Sharespace founders Dan Kao (left) and and Daniel Kluesing (right).

Having solidified operations in its inaugural cities of San Francisco and Oakland, Sharespace now plans to expand north and south of Oakland in the Bay Area, and to start up in San Jose in early spring 2019.

“Then we’ll start to look at some of the other large cities in California, then look at other states,” Kluesing said.

This all started when Kluesing sold his car and considered converting his two-car garage into a spare bedroom to rent out on Airbnb (Sharespace feels a kinship with that company and markets to Airbnb hosts when it enters new territory). But a renovation would have cost more than Kluesing wanted to spend. Craigslist made him realize many people were looking for storage space.

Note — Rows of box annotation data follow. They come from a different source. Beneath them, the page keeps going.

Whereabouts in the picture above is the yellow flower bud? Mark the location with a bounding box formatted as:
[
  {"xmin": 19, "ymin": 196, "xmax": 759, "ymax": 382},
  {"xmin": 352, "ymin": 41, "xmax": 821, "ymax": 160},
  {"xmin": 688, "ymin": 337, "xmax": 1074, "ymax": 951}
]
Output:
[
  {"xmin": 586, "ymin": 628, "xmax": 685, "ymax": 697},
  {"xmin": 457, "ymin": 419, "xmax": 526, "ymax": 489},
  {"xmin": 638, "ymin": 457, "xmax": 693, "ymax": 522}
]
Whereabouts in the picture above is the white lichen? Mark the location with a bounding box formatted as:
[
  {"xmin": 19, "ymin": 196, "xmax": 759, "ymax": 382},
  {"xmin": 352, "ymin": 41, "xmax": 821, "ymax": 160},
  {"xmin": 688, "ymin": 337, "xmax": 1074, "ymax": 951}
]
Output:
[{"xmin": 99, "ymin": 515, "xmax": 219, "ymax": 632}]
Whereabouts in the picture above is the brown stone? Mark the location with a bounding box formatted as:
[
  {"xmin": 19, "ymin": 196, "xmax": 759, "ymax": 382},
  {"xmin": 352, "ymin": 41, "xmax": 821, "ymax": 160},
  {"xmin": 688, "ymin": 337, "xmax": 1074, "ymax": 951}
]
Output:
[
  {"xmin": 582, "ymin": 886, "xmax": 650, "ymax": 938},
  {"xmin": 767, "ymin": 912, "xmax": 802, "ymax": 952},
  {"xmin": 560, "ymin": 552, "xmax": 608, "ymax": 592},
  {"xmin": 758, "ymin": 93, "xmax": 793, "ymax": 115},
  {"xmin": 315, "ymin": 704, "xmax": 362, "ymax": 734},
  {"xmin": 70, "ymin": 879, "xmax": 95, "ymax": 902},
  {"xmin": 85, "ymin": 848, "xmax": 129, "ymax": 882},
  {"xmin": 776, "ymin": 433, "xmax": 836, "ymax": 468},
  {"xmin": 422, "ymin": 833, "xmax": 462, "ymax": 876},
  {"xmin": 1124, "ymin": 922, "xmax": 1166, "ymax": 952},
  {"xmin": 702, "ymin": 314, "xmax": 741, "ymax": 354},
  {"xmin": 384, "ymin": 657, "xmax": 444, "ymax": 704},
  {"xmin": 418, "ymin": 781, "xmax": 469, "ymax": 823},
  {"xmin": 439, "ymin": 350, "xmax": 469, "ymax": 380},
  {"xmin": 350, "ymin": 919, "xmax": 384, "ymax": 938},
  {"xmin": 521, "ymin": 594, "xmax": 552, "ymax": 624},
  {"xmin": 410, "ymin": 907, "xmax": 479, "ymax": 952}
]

“We started looking at the size of the storage industry, looked at things that people had in their apartments that they didn’t need for large chunks of the year, such as ski gear,” said Kluesing, who today rents out his garage to three different parties.

Sharespace built its own software in-house, and its functions include payment processing, qualifying renters, screening and a messaging system.

Sharespace’s timing may prove to be impeccable, as some cities around the nation are battling new self-storage developments, fearing they lower community value. If they’re not built, it means more opportunity for individuals that want to rent out space.

“It helps me pay the rent”

Sharespace users keep their belongings inside another users unused residential space.

The Sharespace team has a strong tech background. Kao helped launch Doordash in the Bay Area and Houston, and was country manager for Canada. Kluesing was an engineer at Bluekai, an advertising technology startup.

CTO Brandon Ooi previously was co-founder and CTO of Crunchroll, a video-streaming service. The engineering team members have backgrounds in such companies as Dropbox, Foxtrot Systems and Realscout.

Frank Slacik of San Francisco moved possessions out of a Public Storage unit about three months ago and into the garage of a Victorian home that he found through Sharespace. Two other people also rent space there.

His 144 square feet there cost $130 per month, compared to $400 per month at Public Storage, he said. Slacik stores tools, paper records and household items in the home space.

“I’m not too concerned about people stealing anything,” said Slacik, a CFO for a fintech company. “But you don’t want to put your finest silver in a place like this.” Still, he’s happy to have “a nice person to deal with rather than someone behind the desk at a storage place.”

Erin Hawley, who shares a San Francisco home with four roommates, rents out an unused room for $60 a month. The customer has placed cabinets and boxes there.

“It helps me pay the rent,” said Hawley, a business development associate for a self-care startup.